Basic parsing techniques
A transition network is a finite state automaton that is used to represent a part of a grammar.
A transition network parser uses a number of these transition networks to represent its entire grammar.
Each network represents one nonterminal symbol in the grammar. Hence, in the grammar for the English language, we would have one transition network for Sentence, one for Noun Phrase, one for Verb Phrase, one for Verb, and so on.
Fig 10.2 shows the transition network equivalents for three production rules.
In each transition network, S1 is the start state, and the accepting state, or final state, is denoted by a heavy border. When a phrase is applied to a transition network, the first word is compared against one of the arcs leading from the first state.
If this word matches one of those arcs, the network moves into the state to which that arc points. Hence, the first network shown in Fig 10.2, when presented with a Noun Phrase, will move from state S1 to state S2.
If a phrase is presented to a transition network and no match is found from the current state, then that network cannot be used and another network must be tried. Hence, when starting with the phrase the cat sat on the mat, none of the networks shown in Fig 10.2 will be used because they all have only nonterminal symbols, whereas all the symbols in the cat sat on the mat are terminal.Hence, we need further networks, such as the ones shown in Figure 10.2, which deal with terminal symbols.
Transition networks can be used to determine whether a sentence is grammatically correct, at least according to the rules of the grammar the networks represent.
Parsing using transition networks involves exploring a search space of possible parses in a depth-first fashion.
Let us examine the parse of the following simple sentence:
A cat sat.
We begin in state S1 in the Sentence transition network. To proceed, we must follow the arc that is labeled NounPhrase. We thus move out of the Sentence network and into the NounPhrase network.
The first arc of the NounPhrase network is labeled Noun. We thus move into the Noun network. We now follow each of the arcs in the Noun network and discover that our first word, A, does not match any of them. Hence, we backtrack to the next arc in the NounPhrase network.
This arc is labeled Article, so we move on to the Article transition network.
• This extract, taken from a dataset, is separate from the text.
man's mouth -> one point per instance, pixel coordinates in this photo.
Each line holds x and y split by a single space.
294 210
Here, on examining the second label, we find that the first word is matched by the terminal symbol on this arc.
We therefore consume the word, A, and move on to state S2 in the Article network. Because this is a success node, we are able to return to the NounPhrase network and move on to state S2 in this network. We now have an arc labeled Noun.
As before, we move into the Noun network and find that our next word, cat, matches. We thus move to state S4 in the NounPhrase network. This is a success node, and so we move back to the Sentence network and repeat the process for the VerbPhrase arc.
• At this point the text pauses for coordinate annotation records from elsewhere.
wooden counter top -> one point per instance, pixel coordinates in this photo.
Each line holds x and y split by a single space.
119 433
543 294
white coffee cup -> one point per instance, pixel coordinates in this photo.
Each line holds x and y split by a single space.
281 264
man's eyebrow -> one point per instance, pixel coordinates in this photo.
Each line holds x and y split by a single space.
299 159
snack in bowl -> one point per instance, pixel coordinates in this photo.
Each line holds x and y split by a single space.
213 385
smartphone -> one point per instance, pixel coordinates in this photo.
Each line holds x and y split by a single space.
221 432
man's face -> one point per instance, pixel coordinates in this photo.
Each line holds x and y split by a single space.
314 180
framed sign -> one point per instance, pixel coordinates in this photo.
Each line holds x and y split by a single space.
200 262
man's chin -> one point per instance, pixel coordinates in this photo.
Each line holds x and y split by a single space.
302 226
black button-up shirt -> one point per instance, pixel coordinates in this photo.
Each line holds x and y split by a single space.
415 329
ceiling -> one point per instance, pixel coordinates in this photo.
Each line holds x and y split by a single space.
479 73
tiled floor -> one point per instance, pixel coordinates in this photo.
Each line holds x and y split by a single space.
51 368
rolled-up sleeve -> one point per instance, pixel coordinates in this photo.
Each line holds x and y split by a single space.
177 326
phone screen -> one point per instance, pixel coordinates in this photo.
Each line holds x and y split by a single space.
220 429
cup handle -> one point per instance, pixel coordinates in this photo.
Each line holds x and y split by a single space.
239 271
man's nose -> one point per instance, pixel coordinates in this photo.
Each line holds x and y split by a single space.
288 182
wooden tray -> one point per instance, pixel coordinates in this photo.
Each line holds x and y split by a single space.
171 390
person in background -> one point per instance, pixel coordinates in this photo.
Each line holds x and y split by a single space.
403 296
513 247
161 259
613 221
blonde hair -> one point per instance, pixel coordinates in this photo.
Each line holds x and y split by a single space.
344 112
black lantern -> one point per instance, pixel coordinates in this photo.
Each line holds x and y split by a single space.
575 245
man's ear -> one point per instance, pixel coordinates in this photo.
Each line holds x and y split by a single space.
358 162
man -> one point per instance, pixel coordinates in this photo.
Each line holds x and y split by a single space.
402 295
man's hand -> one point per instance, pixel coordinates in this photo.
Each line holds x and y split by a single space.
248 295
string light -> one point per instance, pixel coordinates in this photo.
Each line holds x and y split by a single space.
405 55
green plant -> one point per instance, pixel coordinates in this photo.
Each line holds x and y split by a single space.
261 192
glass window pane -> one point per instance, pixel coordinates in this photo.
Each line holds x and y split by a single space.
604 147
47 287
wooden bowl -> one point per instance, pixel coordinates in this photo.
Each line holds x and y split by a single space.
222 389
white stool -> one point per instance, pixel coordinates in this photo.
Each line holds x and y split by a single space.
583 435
It is possible for a system to use transition networks to generate a derivation tree for a sentence, so that as well as determining whether the sentence is grammatically valid, it parses it fully to obtain further information by semantic analysis from the sentence.
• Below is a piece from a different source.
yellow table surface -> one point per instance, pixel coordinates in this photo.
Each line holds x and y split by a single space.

This can be done by simply having the system build up the tree by noting which arcs it successfully followed. When, for example, it successfully follows the NounPhrase arc in the Sentence network, the system generates a root node labeled Sentence and an arc leading from that node to a new node labeled NounPhrase.When the system follows the NounPhrase network and
identifies an article and a noun, these are similarly added to the tree.